Save the above file to test-if.cpp; then compile and run with nvq++:

$ nvq++ --enable-mlir test-if.cpp
$ ./a.out
...
counts00 (0) + counts11 (0) != nShots (100)

The easiest way to see the underlying root cause for the bug is by running with CUDAQ_LOG_LEVEL=info. This is a circuit that requires mid-circuit measurements, so the simulator should run the circuit nShots times, but as you can see from the logs, it only runs it once and generates the shots from the remaining state vector. This is wrong.

$ CUDAQ_LOG_LEVEL=info ./a.out
...
[2024-10-14 00:24:54.217] [info] [PluginUtils.h:24] Requesting N5nvqir16CircuitSimulatorE plugin via symbol name getCircuitSimulator.
[2024-10-14 00:24:54.217] [info] [PluginUtils.h:36] Successfully loaded the plugin.
[2024-10-14 00:24:54.217] [info] [NVQIR.cpp:90] Creating the qpp backend.
[2024-10-14 00:24:54.217] [info] [DefaultExecutionManager.cpp:244] [DefaultExecutionManager] Creating the qpp backend.
[2024-10-14 00:24:54.217] [info] [CircuitSimulator.h:1134] Setting current circuit name to void ()
[2024-10-14 00:24:54.218] [info] [CircuitSimulator.h:912] Allocating 2 new qubits.
[2024-10-14 00:24:54.218] [info] [CircuitSimulator.h:1204] (apply) h(0)
[2024-10-14 00:24:54.220] [info] [CircuitSimulator.h:656] Sampling the current state, with measure qubits = [0]
[2024-10-14 00:24:54.222] [info] [CircuitSimulator.h:1204] (apply) x(1)
[2024-10-14 00:24:54.222] [info] [CircuitSimulator.h:979] Deferring qubit 0 deallocation
[2024-10-14 00:24:54.222] [info] [CircuitSimulator.h:979] Deferring qubit 1 deallocation
[2024-10-14 00:24:54.222] [info] [CircuitSimulator.h:656] Sampling the current state, with measure qubits = [1]
[2024-10-14 00:24:54.223] [info] [CircuitSimulator.h:1119] Deallocated all qubits, reseting state vector.
...

The root cause of the underlying bug is that cudaq::sample() (and other CUDA-Q algorithms) cannot convert the QuantumKernel being passed to it into a valid string name. This causes cudaq::kernelHasConditionalFeedback() to return false, even though it should return true in this case.

Throwing in some additional keywords for GitHub issue searchs:

Expected behavior

The above example should work the exact same way as it does in targettests/execution/qir_simple_cond-1.cpp.

Is this a regression?
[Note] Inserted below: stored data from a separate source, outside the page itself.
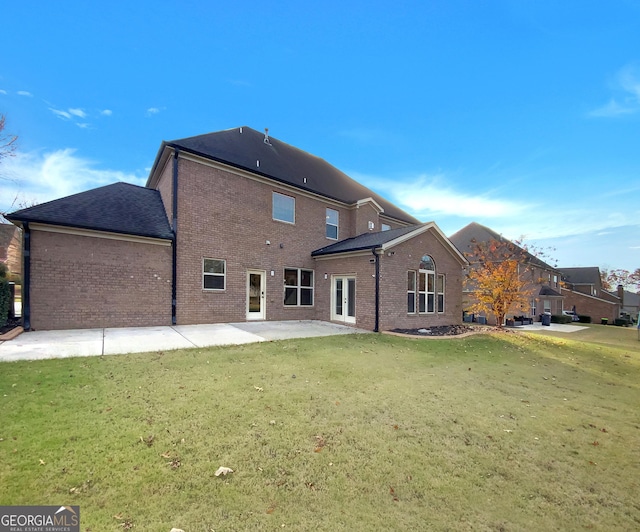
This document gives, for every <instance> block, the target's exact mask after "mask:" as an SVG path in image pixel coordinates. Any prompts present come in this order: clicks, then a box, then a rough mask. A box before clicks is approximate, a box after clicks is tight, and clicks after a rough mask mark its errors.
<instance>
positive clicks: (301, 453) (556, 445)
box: [0, 326, 640, 532]
mask: <svg viewBox="0 0 640 532" xmlns="http://www.w3.org/2000/svg"><path fill="white" fill-rule="evenodd" d="M602 329H606V330H604V331H603V330H602ZM618 334H620V335H622V336H617V335H618ZM624 335H628V336H624ZM582 338H584V341H583V340H582ZM620 338H622V340H621V339H620ZM639 347H640V342H638V341H637V331H636V330H634V329H622V328H618V327H602V326H593V327H590V328H589V330H588V331H582V332H580V333H573V334H569V335H564V336H562V337H560V336H549V335H548V334H547V333H545V334H528V335H524V334H516V333H501V334H496V335H477V336H471V337H467V338H462V339H455V340H410V339H405V338H398V337H393V336H387V335H376V334H368V335H349V336H338V337H328V338H318V339H304V340H290V341H282V342H272V343H263V344H252V345H248V346H241V347H226V348H212V349H194V350H185V351H173V352H166V353H151V354H143V355H124V356H110V357H102V358H100V357H97V358H77V359H66V360H65V359H58V360H49V361H39V362H16V363H5V364H0V394H1V396H0V399H1V400H2V402H3V403H2V409H1V410H0V412H1V414H0V438H1V439H2V441H0V503H1V504H5V505H26V504H47V505H63V504H68V505H80V510H81V524H82V526H81V530H83V531H93V532H99V531H100V532H101V531H109V530H123V529H125V530H126V529H129V528H134V530H148V531H154V532H157V531H166V532H169V530H170V529H171V528H172V527H177V528H182V529H184V530H185V531H186V532H195V531H210V530H249V529H251V530H276V529H277V530H282V529H283V528H284V529H289V530H563V531H564V530H585V529H589V530H606V531H609V530H634V529H639V528H640V502H639V500H638V493H640V412H639V408H638V407H639V405H640V353H639V351H640V350H639V349H638V348H639ZM219 466H226V467H230V468H231V469H233V470H234V472H233V473H230V474H229V475H227V476H220V477H216V476H215V475H214V473H215V471H216V469H217V468H218V467H219Z"/></svg>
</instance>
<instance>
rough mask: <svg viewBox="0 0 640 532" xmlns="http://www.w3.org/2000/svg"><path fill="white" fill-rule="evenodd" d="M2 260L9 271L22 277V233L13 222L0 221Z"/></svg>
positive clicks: (14, 275)
mask: <svg viewBox="0 0 640 532" xmlns="http://www.w3.org/2000/svg"><path fill="white" fill-rule="evenodd" d="M0 262H3V263H4V264H6V265H7V269H8V270H9V273H12V274H14V276H17V277H20V275H21V273H22V234H21V232H20V229H19V228H17V227H16V226H15V225H13V224H3V223H0Z"/></svg>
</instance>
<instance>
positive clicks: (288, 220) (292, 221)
mask: <svg viewBox="0 0 640 532" xmlns="http://www.w3.org/2000/svg"><path fill="white" fill-rule="evenodd" d="M295 213H296V199H295V198H292V197H291V196H285V195H284V194H279V193H278V192H274V193H273V219H274V220H278V221H280V222H288V223H291V224H292V223H295V221H296V215H295Z"/></svg>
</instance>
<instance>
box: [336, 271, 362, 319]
mask: <svg viewBox="0 0 640 532" xmlns="http://www.w3.org/2000/svg"><path fill="white" fill-rule="evenodd" d="M332 279H333V281H332V288H331V319H332V320H334V321H344V322H345V323H355V322H356V278H355V276H349V275H340V276H334V277H333V278H332Z"/></svg>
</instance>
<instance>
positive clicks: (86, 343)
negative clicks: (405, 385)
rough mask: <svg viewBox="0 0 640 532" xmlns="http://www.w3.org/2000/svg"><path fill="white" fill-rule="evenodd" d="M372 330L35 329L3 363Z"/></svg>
mask: <svg viewBox="0 0 640 532" xmlns="http://www.w3.org/2000/svg"><path fill="white" fill-rule="evenodd" d="M368 332H370V331H365V330H363V329H356V328H354V327H347V326H345V325H338V324H334V323H328V322H323V321H311V320H305V321H261V322H245V323H218V324H213V325H176V326H173V327H128V328H114V329H74V330H68V331H33V332H25V333H22V334H21V335H20V336H18V337H17V338H15V339H13V340H11V341H8V342H0V362H11V361H15V360H43V359H48V358H67V357H84V356H102V355H117V354H125V353H145V352H148V351H168V350H172V349H189V348H194V347H209V346H221V345H240V344H248V343H254V342H265V341H270V340H283V339H288V338H308V337H315V336H331V335H336V334H354V333H368Z"/></svg>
If it is, put the last known working version (or commit) here.

Not a regression

Environment

Suggestions

There are at least two possible solutions to this problem:

  1. Update nvq++ to use -rdynamic to add function/string lookup tables into the executables so that we can properly retrieve the name of all quantum kernels. (Thanks, @1tnguyen.)
  2. Update the nvq++ compiler to inject code where it saves the name of __qpu__ functions into a map that can be indexed by function pointers at runtime. This will not work for library mode, but if we are considering removing support for that at some point, that may not be an issue.
schweitzpgi commented 1 week ago

There already is a table to lookup all kernel functions in the executable and one can get the names of all of them. Using pointer values doesn't really make much sense though, since the location of the function depends on whether you mean the host (which isn't too helpful) or device side and, if the device side, which instance of the function to use.

The cudaq::qkernel feature should be used as it does allow a kernel's name to be "passed" and determined by functions such as cudaq::sample.

schweitzpgi commented 1 week ago

Another consideration here relates to "which instance" above but could be addressed by the JIT compiler keeping a log of JITted kernels and the metadata information—which is done quite late in, e.g., the QIR codegen path, both AOT and JIT. This would allow an association between the JITted kernel and its metadata. That is, JITted kernel which may include slices of other kernels and which itself may be an address on the heap or a string set to a remote or not-sure-what.

bmhowe23 commented 1 week ago

I just realized I copied the baseline qir_simple_cond-1.cpp into the bug report above rather than the intended function-version of the bug. I just edited the original post to reflect that.